Le Tchad peut s’accommoder des faux diplômés, mais compétents. Il est en retard à cause de ses « hauts diplômés incompétents », renchérit le juriste Tchadien Lyadish Ahmed

Le Tchad s’est lancé dans une hypothétique bataille contre la crise économique et sociale qui sévit au pays depuis 2014, dont personne n’est capable de prédire la sortie du tunnel. Le gouvernement ne parvient plus à honorer ses engagements tels que le paiement régulier des salaires, le paiement de ses dettes etc. Cela a conduit les autorités à instaurer les 16 mesures parmi lesquelles celle relative à l’audit des diplômes de l’ensemble des fonctionnaires et agents du service public. L’opération si louable aura pour finalité d’identifier les faux diplômes qui écument la fonction publique tchadienne. L’audit concernera les diplômes de Bac, le BEPC, ou diplômes équivalent, ainsi que le dernier diplôme qui a servi au recrutement des agents et au reclassement du travailleur sur la période 1996-2016, soit vingt ans.
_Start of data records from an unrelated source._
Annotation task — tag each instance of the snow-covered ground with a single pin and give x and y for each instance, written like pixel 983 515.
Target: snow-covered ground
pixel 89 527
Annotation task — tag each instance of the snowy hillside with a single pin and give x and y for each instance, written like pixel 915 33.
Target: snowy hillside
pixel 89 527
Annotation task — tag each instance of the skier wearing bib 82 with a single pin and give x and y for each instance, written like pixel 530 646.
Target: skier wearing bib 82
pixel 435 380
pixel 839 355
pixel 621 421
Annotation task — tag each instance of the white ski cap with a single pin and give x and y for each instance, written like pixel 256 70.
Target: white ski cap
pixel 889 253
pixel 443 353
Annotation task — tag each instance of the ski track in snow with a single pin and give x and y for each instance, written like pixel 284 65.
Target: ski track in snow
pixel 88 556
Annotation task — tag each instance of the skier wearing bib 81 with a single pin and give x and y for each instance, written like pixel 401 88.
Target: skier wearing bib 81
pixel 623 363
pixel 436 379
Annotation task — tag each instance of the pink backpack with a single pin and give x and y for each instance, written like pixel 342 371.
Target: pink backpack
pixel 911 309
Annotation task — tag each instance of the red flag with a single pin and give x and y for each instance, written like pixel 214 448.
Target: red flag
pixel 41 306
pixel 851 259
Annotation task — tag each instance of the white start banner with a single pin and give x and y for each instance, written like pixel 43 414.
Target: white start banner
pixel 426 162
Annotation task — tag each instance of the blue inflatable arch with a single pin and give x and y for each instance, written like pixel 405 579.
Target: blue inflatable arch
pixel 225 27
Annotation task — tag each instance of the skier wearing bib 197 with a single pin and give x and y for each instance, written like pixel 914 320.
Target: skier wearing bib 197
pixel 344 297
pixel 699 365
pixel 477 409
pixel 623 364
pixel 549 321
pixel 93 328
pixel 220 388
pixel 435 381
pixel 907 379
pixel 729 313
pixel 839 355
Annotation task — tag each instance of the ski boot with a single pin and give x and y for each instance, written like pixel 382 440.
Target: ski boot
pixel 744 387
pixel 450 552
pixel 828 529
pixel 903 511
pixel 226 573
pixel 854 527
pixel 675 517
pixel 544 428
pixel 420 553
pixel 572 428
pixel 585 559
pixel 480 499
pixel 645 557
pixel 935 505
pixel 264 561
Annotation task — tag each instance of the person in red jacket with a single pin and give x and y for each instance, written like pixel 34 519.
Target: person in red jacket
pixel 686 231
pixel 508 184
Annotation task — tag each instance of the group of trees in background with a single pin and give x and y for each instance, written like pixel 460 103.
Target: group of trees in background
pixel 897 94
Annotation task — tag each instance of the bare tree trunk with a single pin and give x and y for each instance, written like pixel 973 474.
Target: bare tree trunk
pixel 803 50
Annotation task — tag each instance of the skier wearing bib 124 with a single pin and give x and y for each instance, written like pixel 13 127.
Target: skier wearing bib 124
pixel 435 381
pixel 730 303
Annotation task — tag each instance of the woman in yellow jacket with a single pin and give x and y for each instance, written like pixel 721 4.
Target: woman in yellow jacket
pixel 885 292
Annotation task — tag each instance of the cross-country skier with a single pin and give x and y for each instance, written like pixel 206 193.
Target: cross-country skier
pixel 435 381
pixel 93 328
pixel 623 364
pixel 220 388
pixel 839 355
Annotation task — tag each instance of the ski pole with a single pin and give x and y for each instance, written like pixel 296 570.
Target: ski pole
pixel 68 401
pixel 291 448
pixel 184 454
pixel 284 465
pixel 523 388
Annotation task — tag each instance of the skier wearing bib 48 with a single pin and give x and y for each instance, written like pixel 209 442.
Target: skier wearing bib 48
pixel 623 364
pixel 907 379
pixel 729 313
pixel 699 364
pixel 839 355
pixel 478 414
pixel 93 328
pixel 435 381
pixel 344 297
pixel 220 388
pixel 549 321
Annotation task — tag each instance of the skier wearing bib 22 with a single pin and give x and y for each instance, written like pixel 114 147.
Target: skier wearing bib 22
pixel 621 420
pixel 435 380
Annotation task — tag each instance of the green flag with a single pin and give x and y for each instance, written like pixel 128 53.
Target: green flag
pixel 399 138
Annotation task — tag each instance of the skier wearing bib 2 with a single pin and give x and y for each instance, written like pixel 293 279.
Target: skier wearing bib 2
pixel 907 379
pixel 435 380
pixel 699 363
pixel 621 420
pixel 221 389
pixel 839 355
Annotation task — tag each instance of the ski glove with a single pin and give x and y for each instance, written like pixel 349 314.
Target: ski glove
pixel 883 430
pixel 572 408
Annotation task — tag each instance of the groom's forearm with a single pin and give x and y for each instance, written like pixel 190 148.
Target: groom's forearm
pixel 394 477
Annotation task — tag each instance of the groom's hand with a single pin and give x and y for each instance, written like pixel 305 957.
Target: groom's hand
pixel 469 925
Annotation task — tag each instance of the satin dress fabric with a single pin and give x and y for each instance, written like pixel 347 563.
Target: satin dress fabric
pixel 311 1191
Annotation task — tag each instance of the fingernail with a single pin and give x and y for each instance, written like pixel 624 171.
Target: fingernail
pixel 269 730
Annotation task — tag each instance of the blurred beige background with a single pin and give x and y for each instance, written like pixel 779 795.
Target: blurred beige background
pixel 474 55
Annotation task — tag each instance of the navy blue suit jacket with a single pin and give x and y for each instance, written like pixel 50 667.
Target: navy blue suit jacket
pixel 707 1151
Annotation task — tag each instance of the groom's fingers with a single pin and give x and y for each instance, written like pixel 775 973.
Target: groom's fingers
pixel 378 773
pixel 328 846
L’argent devenu de plus en plus rare pour le trésor public, cette mesure permettra de mieux maîtriser les sommes que l’Etat alloue chaque année au paiement des salaires. Pourquoi a-t-on attendu si longtemps pour mettre en place une mesure si importante ? Les Tchadiens se demandent ira-t-elle jusqu’au bout ? Le gouvernement a habitué les Tchadiens aux effets d’annonce et à des initiatives sans lendemain. Pourquoi l’audit se limite-t-il à vingt ans ? Autant des questions qui interpellent les citoyens, et Lyadish a choisi de mettre en débat sur les réseaux sociaux. Le sujet est délicat et complexe mais il mérite d’être ainsi posé. Disons-le souvent l’on tire de ses malheurs des avantages que l’on n’aurait pas obtenus sans eux.

Juste après, Lyadish clarifie sa pensée  : « Il paraît que le gouvernement va charger un cabinet d'expertise international pour déterrer les faux diplômes. Il est vrai qu'avec 18 faux diplômes seulement découverts après plusieurs mois d'investigations la chasse a été plutôt maigre. Surtout quand on sait que des centaines de millions ont été dépensées dans cette entreprise. Ne faudrait-il pas mettre l'accent sur la formation obligatoire continue des fonctionnaires et cesser définitivement avec les recrutements de complaisance dans la fonction publique ? ».

Djido Djibrine s’interroge sur la nécessité de confier l’audit à un cabinet spécialisé : « En toute honnêteté a-t-on besoin d'un cabinet international pour faire une mission d'audit des diplômes ? Et puis ont-ils besoin jusqu'a 6 mois pour une telle mission ? Franchement j'aimerais bien savoir le montant des honoraires ».

Lyadish Ahmed lui semble avoir la même préoccupation : « Et le pourcentage des commissions occultes ».

Abderaman Koulamallah approuve absolument ce qui vient d’être dit : « Comme c’est bien dit ! »

Eva Souleyman suggère la fermeté absolue qui passe par la révocation pure simple de l’agent de l’Etat faussaire, notamment dans certains domaines : « Dans certains domaines, il faudra les éradiquer de la fonction publique notamment en médecine, infirmerie et enseignement ».

Adoum Bedeye Daoussa montre avec un pourcentage effarant que le mal si profond   : « Presque 92% de tout le système est pourris. Il faut un « deep clean ». Just passing ».

Pierre Dibabei admet immédiatement : « Tout à fait vrai, tout à fait compétents qu'ils ont géré les revenus du pétrole avec doigté ».

 Mahamat Nour Youssouf Issa suggère : « Le mieux c'est de revoir tout le système. Nous avons un problème de gouvernance, car les compétents sont des stagiaires ».

Djibrine Khirachi fustige les faussaires avec surtout un regret amer : « haut » diplômé malhonnêtes, hypocrites, égoïstes, pervers... Mais mon inquiétude ce que la jeunesse les prend pour modèle ! ».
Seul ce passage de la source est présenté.